Programming Ruby, better known as the Pickaxe, the most valuable "programming book" on my shelf. Actually, it doesn’t live on my shelf, it lives on my desk. I’ve learned and used lots of languages over the years but I never remember using a reference book like this before. Ruby is an incredibly rich language and I find myself "mining" the Pickaxe looking for cool ways to fix problems and writer shorter and more readable. Here’s an example of refactoring a simple method.

Start with a hash object called params. A hash object is just a list of name, value pairs: this1 = that1, this2 = that2, etc. I have a hash object and want to build a URL query string out of it. We need to string our variables together to get something that looks like this: this1=that1&this2=that2&this3=that3. The key are joined to values with an equals sign (=), and the combined values are joined with an ampersand (&).

Here was my first crack at the code.

query = ""
params.each do | key, value |
    if (query != "") query += "&"
    query += key + "=" + value
end

This works, but it seems longer than necessary. So here’s take two.

query = ""
params.each { | key, value | query += (("&" if (query != "")) || "") + key + ‘=’ + value }

This code works, buts its not very readable. I wonder if there isn’t some cool Ruby method that help us clean this up. Thumbing through Pickaxe, we find that the Hash object mixes-in Enumerable, which has a method called collect that should make things easier. Hash::collect iterates over a hash, processes each item according to a block, and returns a new array – perfect. Let’s use collect to create a new array of keys joined to their values with the equals sign. After that, we can use the Array::join to join the tuples with the ampersand.

tuples = params.collect do | key, value |
  key + "=" + value
end
return tuples.join("&")

This can be shortened…

tuples = params.collect{ | key, value | key + "=" + value }
return tuples.join("&")

… or even shorter, and I think just as readable …

params.collect{ | key, value | key + "=" + value }.join("&")

Tags: ,

Spoiled by Ruby

I’ve been doing a lot of Ruby work lately and love the concise yet readable syntax.

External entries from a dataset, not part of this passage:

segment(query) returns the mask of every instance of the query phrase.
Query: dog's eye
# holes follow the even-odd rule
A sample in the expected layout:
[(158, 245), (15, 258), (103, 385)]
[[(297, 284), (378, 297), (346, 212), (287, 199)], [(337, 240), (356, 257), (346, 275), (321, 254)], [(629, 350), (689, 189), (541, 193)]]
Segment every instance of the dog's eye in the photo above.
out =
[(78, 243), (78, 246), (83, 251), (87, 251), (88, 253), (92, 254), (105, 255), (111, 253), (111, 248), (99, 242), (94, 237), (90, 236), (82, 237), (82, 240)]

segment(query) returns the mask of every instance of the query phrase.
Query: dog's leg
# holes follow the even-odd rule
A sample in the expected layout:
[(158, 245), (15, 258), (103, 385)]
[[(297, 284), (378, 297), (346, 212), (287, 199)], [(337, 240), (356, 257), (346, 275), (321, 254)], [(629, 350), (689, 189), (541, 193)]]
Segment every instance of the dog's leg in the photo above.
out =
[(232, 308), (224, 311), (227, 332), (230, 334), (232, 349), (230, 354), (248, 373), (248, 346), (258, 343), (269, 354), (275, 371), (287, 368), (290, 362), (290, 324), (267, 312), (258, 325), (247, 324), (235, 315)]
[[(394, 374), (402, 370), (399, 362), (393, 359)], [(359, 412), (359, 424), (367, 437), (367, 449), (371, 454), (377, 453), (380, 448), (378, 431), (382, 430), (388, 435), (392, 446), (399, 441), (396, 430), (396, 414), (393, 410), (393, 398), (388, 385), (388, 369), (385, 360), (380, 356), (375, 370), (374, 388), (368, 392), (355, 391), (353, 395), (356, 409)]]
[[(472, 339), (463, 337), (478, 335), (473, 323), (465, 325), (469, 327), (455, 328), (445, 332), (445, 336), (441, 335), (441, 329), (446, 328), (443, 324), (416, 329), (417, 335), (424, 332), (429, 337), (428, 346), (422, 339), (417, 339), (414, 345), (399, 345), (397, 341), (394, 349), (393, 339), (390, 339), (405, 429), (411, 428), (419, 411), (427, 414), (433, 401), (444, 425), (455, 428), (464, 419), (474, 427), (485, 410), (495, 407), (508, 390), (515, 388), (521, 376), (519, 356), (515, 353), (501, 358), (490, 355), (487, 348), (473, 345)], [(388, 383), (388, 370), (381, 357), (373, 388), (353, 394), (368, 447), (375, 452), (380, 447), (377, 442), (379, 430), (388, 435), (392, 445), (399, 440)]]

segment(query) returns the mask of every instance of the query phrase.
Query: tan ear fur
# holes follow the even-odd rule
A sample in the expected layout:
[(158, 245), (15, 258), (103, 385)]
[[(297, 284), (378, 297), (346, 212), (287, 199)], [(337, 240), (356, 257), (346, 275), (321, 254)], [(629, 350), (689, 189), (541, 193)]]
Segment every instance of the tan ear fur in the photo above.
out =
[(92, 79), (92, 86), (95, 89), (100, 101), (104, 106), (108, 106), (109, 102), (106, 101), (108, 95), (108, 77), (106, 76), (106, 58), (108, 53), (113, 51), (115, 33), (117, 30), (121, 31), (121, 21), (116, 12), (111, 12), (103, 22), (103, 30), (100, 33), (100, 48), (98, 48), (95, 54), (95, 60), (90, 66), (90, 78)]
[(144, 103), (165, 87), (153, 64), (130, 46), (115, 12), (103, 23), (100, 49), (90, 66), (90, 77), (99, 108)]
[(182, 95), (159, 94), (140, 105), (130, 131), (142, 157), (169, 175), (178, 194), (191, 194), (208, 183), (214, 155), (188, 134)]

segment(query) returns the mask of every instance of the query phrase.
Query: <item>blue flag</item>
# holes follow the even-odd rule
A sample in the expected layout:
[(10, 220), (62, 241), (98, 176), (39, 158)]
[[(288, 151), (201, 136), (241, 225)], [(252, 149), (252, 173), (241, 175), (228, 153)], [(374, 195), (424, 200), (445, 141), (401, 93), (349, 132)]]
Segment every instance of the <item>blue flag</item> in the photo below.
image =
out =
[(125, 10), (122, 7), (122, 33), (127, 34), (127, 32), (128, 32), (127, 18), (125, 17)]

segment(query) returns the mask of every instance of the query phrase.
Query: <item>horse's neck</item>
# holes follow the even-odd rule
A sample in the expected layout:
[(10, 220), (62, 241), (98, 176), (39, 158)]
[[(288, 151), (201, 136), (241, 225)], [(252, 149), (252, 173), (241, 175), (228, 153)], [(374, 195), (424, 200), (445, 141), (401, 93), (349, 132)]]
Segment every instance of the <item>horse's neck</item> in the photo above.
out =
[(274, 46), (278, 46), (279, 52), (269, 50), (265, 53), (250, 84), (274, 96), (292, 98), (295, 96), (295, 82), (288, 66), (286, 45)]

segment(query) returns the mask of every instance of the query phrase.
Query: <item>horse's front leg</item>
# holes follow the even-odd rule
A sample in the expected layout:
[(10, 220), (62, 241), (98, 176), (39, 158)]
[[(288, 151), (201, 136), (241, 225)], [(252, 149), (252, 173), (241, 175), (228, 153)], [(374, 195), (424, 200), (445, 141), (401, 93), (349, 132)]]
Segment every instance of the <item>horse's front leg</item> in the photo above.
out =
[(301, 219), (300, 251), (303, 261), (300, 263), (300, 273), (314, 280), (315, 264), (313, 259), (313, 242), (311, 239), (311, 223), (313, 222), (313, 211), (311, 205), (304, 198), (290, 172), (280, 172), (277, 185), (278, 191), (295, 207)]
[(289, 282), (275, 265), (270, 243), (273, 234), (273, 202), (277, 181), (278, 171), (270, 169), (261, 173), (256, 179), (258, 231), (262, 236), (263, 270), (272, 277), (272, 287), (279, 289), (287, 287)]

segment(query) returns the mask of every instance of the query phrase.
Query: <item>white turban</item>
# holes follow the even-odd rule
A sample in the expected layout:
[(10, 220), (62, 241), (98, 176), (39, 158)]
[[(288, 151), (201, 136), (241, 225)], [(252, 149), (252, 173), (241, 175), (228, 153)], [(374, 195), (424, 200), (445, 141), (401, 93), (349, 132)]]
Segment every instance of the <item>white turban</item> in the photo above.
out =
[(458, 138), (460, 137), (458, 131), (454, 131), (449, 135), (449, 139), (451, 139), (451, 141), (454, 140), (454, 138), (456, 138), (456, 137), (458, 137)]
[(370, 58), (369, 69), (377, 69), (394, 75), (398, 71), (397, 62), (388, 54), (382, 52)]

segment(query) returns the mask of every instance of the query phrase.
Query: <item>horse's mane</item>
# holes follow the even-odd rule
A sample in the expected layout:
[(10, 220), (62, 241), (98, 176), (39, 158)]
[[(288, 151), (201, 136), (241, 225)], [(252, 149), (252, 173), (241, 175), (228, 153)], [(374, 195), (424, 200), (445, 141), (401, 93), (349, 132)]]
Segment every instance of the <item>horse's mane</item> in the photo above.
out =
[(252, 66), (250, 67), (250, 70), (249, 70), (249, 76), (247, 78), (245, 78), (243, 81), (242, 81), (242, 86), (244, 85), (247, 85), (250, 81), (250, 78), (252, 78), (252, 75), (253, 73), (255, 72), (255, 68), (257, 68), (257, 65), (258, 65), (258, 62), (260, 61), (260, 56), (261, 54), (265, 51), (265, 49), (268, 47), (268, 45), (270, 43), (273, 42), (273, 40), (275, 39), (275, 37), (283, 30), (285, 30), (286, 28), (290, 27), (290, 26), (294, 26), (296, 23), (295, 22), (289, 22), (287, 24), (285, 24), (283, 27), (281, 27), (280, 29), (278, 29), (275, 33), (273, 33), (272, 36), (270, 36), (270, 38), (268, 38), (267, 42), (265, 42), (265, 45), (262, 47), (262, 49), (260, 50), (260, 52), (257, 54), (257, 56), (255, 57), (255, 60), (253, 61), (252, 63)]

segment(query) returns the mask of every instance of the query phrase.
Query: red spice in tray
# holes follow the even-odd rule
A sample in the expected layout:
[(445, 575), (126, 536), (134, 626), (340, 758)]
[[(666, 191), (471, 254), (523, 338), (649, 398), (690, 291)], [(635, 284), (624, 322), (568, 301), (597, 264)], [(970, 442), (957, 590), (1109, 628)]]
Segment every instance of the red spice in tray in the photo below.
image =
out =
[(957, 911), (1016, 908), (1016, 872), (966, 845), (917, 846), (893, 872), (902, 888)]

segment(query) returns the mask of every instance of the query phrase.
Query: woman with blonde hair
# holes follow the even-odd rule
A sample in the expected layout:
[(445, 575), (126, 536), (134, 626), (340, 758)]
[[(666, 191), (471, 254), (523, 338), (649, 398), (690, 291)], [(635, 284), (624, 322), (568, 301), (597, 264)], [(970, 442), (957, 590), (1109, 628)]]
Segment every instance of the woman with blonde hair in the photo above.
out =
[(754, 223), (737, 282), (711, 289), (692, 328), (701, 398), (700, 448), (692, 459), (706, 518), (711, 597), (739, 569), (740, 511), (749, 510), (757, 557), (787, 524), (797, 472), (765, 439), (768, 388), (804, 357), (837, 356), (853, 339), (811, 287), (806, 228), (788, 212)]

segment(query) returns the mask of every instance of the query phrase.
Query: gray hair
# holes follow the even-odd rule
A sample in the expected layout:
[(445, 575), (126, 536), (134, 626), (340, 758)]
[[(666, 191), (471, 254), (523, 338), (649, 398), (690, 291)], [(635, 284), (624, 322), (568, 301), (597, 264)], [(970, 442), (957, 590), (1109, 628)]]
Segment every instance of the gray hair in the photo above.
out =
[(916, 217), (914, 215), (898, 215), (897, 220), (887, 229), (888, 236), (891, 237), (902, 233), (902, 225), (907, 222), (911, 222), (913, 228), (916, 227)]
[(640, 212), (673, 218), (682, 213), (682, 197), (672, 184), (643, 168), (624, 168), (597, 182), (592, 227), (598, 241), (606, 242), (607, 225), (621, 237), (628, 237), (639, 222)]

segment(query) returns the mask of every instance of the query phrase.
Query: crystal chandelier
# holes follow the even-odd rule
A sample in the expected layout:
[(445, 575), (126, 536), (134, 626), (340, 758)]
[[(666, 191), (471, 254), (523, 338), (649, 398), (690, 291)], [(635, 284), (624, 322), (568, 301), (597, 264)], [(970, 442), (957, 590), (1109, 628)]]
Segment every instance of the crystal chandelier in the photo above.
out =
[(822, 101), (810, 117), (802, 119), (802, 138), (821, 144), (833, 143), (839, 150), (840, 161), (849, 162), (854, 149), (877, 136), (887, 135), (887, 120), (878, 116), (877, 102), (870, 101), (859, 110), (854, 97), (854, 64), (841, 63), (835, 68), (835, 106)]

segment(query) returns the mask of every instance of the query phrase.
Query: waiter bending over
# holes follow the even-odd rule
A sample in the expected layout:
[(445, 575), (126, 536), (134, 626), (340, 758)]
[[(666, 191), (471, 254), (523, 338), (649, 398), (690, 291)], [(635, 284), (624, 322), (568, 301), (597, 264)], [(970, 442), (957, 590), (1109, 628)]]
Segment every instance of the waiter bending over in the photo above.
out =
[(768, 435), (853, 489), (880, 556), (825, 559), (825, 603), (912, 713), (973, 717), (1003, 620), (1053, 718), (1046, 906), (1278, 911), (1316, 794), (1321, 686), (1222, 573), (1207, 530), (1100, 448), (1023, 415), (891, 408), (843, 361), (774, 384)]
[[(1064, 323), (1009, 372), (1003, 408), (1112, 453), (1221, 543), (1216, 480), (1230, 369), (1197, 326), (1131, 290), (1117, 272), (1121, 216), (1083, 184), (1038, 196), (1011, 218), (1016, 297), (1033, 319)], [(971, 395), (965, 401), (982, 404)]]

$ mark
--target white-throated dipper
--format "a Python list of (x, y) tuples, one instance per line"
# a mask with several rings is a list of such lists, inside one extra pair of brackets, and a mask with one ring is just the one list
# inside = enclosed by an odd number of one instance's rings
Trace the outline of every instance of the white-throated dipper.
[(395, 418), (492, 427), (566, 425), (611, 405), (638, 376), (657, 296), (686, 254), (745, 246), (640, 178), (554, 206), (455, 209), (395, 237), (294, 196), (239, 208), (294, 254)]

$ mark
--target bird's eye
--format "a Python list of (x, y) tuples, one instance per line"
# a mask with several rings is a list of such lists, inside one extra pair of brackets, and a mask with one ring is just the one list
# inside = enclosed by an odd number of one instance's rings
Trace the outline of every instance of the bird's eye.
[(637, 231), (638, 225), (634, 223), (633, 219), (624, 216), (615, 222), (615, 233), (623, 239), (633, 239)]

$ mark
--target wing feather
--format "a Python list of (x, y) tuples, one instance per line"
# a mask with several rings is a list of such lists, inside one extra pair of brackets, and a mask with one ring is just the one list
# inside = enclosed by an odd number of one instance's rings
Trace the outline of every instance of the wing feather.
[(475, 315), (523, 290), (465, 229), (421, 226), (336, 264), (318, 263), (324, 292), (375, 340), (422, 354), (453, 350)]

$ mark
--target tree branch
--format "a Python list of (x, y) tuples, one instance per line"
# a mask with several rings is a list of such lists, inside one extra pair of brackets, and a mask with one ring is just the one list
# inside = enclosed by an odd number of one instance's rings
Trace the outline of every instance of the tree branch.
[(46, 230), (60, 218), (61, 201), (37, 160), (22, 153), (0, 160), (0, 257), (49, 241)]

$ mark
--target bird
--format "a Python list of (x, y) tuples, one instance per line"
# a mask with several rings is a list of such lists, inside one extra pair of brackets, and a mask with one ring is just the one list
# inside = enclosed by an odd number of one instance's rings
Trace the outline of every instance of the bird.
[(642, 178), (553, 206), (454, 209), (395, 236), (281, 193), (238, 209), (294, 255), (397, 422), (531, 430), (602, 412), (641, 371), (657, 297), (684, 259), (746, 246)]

But its also tainting my appreciation for other languages. Instead of writing this in Ruby…

return if (!something)

… PHP/Delphi/C++ makes me write something like this:

if (!something) {
    return false;
}

Of course you can pull off this one-liner PHP/C++, but its nowhere near as readable as the Ruby version, especially when something is an expression of any complexity.

if (!something) return false;

Ah well.

Hacking Tour de France Updates with Ruby

I’m going to miss the Tour de France coverage tomorrow because I’ll be
on a plane up to Portland for the day. Normally I would catch the race
on OLN.tv or on the "Live Tour" page
at the official tour web site. The "Live Tour" page is pretty slick and
provides updates every few minutes during the race, but that doesn’t
help me when I don’t have web access. Hmmm….

I threw together a Ruby script last week when I took a similiar trip. It scrapes
the Live Tour page for a given stage, looks for new news updates, and
sends them to my cell phone. Use at your own risk – you’ll get LOTS of text messages during the race. This is definitely a one-off implementation.

Download letour.rb.txt

Printing the Beta Ruby on Rails Book

Railsbook I was one of the over 1000 people who bought the beta version of the new Agile Web Development with Rails book by Dave Thomas and David Heinemeier Hansson. I bought the combo pack, which means I got PDF of the beta version now and I’ll get a print version when its ships in July.

I’ve been developing web apps for almost 10 years (WinCGI, Cold Fusion back in the DBML days, ASP, ASP.NET, PHP, etc), and Rails is easily the most intriguing and exciting technology I’ve come across in a long time. The Rails framework takes away much of the repetitive drudgery you often run into in web app development. The learning curve doesn’t seem too (though I’m still in the Ruby-is-a weird-looking-language stage) and the Rails book should help in that area too.

I didn’t want to read a 500+ page book on the computer though, and also didn’t want to burn out my laser printer, so I used Kinkos Online Ordering system. Its slick – you upload the PDF to them and pick up your print copy a couple of hours later at your local store. I wish all my books could be spiral bound!